Padang – Pemerintah Provinsi Sumatera Barat menjamin ketersediaan energi aman dan terkendali menjelang Natal 2025 dan Tahun Baru 2026.
Wakil Menteri Energi dan Sumber Daya Mineral, Yuliot Tanjung, menyampaikan kepastian ini saat meninjau kesiapan energi di Sumatera Barat, Rabu (24/12/2025).
Yuliot Tanjung menyatakan distribusi Bahan Bakar Minyak (BBM) berjalan kondusif dengan stok yang aman. Hal ini disampaikan saat kegiatan Siaga Kelistrikan Natal 2025 dan Tahun Baru 2026 di PT PLN (Persero) Unit Induk Distribusi Sumbar, Kota Padang. "Distribusi BBM berjalan dengan baik dan stoknya kita pastikan aman," tegasnya.
Pemerintah bersama PT Pertamina telah meningkatkan cadangan BBM di Sumatera Barat. Cadangan yang sebelumnya mencukupi untuk sembilan hari, kini ditingkatkan menjadi 12 hari. Bahkan, untuk Pertamax Turbo, cadangan disiapkan hingga mencukupi kebutuhan selama 40 hari ke depan.
Ketersediaan LPG, khususnya LPG 3 kilogram, juga dipastikan aman di seluruh wilayah Sumatera Barat. PT Pertamina Patra Niaga menyiagakan satuan tugas khusus guna memantau stok dan memastikan distribusi LPG berjalan lancar hingga ke tingkat konsumen.
Di sektor kelistrikan, pasokan listrik di Sumatera Barat secara umum telah pulih hampir 100 persen. Meski demikian, masih terdapat beberapa titik terdampak bencana, seperti di kawasan Malalak dan sejumlah lokasi di Kabupaten Agam, yang masih dalam proses perbaikan infrastruktur kelistrikan.
Yuliot Tanjung mengimbau masyarakat agar tetap tenang dan tidak perlu khawatir. Pemerintah menjamin ketersediaan BBM, LPG, dan listrik di Sumatera Barat tetap aman selama perayaan Natal dan Tahun Baru.
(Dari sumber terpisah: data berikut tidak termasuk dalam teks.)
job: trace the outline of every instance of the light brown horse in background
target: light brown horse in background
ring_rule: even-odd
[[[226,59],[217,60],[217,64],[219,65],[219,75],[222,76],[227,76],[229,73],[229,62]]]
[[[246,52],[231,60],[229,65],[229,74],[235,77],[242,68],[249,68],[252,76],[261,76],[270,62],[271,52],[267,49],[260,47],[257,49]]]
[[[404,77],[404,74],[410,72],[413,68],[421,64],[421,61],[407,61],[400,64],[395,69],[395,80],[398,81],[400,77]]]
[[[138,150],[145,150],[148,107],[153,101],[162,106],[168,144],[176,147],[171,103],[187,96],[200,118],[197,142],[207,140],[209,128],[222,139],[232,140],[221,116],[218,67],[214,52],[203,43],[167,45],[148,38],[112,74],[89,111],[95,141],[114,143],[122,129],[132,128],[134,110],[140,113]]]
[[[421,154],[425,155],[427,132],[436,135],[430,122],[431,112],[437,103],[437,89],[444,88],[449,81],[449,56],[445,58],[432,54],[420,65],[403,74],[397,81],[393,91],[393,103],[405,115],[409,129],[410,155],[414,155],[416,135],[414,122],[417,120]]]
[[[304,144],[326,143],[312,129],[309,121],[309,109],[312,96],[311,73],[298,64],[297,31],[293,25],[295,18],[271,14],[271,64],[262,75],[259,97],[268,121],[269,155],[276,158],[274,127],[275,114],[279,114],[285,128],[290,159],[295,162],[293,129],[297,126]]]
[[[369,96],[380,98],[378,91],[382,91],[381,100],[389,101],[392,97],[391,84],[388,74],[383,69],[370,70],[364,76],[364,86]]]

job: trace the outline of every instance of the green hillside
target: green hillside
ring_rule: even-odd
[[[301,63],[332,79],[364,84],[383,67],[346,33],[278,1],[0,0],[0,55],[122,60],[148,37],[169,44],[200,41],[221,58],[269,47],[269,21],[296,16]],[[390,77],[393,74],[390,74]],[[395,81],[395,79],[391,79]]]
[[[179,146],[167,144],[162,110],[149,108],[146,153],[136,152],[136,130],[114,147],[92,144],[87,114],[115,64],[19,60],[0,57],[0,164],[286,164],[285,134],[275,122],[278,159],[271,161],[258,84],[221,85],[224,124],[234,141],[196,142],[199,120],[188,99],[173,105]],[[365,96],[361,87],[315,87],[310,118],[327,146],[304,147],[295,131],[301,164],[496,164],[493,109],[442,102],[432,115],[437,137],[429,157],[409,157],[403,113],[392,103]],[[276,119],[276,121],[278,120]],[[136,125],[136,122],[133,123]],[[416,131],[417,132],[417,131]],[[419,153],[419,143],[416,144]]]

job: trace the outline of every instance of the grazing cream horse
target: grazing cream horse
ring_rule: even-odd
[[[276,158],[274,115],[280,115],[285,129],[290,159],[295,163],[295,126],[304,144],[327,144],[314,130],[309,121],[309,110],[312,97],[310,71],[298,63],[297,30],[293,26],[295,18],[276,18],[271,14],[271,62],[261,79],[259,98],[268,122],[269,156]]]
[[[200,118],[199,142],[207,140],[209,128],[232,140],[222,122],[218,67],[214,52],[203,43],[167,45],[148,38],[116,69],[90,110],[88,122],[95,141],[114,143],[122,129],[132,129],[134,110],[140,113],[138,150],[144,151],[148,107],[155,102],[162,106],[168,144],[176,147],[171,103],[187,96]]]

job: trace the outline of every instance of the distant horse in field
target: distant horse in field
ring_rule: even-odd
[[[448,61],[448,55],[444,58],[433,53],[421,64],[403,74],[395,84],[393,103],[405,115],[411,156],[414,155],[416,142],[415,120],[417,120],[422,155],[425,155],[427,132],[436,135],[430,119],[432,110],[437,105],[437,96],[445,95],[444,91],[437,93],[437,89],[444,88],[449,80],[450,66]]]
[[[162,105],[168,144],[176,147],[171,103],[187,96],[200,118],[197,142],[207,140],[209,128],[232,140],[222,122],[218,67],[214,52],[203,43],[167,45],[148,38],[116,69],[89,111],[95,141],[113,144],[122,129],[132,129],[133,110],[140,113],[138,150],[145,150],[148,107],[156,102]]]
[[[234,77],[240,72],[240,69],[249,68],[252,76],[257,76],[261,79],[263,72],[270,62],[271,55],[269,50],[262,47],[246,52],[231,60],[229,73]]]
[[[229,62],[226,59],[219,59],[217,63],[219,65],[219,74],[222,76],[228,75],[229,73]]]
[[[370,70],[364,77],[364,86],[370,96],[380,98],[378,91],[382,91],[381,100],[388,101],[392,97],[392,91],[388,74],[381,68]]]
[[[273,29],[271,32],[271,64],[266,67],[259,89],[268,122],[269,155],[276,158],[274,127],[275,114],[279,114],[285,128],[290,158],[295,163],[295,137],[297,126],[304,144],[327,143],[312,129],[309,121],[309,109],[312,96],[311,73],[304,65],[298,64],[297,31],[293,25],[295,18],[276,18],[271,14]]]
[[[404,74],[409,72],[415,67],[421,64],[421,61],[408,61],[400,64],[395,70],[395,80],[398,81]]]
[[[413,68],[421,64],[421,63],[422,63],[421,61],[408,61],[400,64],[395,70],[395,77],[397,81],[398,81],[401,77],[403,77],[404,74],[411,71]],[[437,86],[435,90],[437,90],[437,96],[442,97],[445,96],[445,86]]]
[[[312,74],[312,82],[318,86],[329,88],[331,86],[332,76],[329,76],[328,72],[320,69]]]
Gubernur Sumatera Barat, Mahyeldi Ansharullah, menegaskan Pemprov Sumbar telah mengeluarkan surat edaran terkait pengamanan perayaan Natal dan Tahun Baru. Salah satu poin penting adalah pembatasan kegiatan yang bersifat hura-hura, termasuk larangan penggunaan kembang api. "Kita sudah menerbitkan surat edaran sesuai arahan menteri, Kapolri, dan Kapolda. Apalagi saat ini kita masih dalam suasana bencana, sehingga kegiatan yang bersifat hura-hura kita minimalisir," kata Mahyeldi.
Ia berharap perayaan Natal dan Tahun Baru di Sumatera Barat dapat berlangsung dengan aman, tertib, dan kondusif.
General Manager PT PLN (Persero) Unit Induk Distribusi Sumbar, Ajrun Karim, menyampaikan PLN siap secara menyeluruh untuk mendukung keandalan pasokan listrik selama Natal 2025 dan Tahun Baru 2026. PLN menyiapkan sekitar 69.000 personel secara nasional, didukung genset, gardu bergerak, UPS, serta 4.720 unit peralatan operasional. "Semua itu, disiagakan di lokasi strategis seperti tempat ibadah, pusat perbelanjaan, kantor pemerintahan, kawasan wisata, hingga posko SPKLU," ujarnya.